Por Gustavo Binenbojm

O desenho institucional do Estado brasileiro reserva, como regra geral, atribuições distintas ao Tribunal de Contas da União (TCU) e às agências reguladoras federais. Enquanto à Corte de Contas comete o controle externo das atividades da administração pública, à luz dos princípios da legalidade, legitimidade e economicidade, às agências reguladoras atribui, nos termos da lei, o desenho de mercados regulados, mediante normatização e fiscalização da atuação dos agentes econômicos.

Há situações, no entanto, em que os papéis do TCU e das agências se entrecruzam, dando margem a algumas perplexidades. Tais situações costumam ocorrer quando do exercício do controle, pelo tribunal, sobre as atividades de determinada agência reguladora. Nessas zonas de interseção de competências não há espaço para posturas radicais, do tipo “tudo ou nada”. Aqui, ao contrário, tem-se terreno fértil para a cooperação institucional, voltada à construção de soluções dialogais.

De um lado, o TCU deve reconhecer, prudencialmente, que não lhe cabe formular escolhas regulatórias em lugar das agências, especialmente no que toca a aspectos técnicos inerentes ao mercado regulado. Sendo a agência a entidade erigida pela lei, por sua expertise e experiência, para realizar opções técnicas dentre as alternativas juridicamente possíveis, não terá a Corte de Contas legitimidade para julgar tais escolhas, desde que suficientemente fundamentadas.
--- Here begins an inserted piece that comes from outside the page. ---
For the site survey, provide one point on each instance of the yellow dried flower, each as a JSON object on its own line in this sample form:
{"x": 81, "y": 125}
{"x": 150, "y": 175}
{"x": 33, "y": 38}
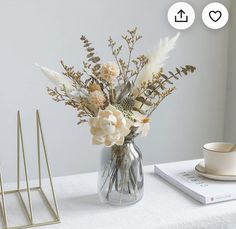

De outro lado, as agências não podem pretender invocar uma suposta imunidade ao controle e à fiscalização exercidos pelo TCU. A uma, porque as competências da Corte de Contas decorrem diretamente da Constituição, não havendo exceção constitucional que imunize as agências. A duas, porque o TCU atua sob rigorosos parâmetros jurídicos e econômicos, construídos pela sua jurisprudência e por seu valoroso corpo técnico, que permitem o exercício de suas competências de maneira previsível, transparente e segura. A três, porque em um Estado democrático de direito, a nenhuma instituição é dado subtrair-se ao controle informado por padrões externos de juridicidade. Em uma palavra: as agências não são entidades soberanas.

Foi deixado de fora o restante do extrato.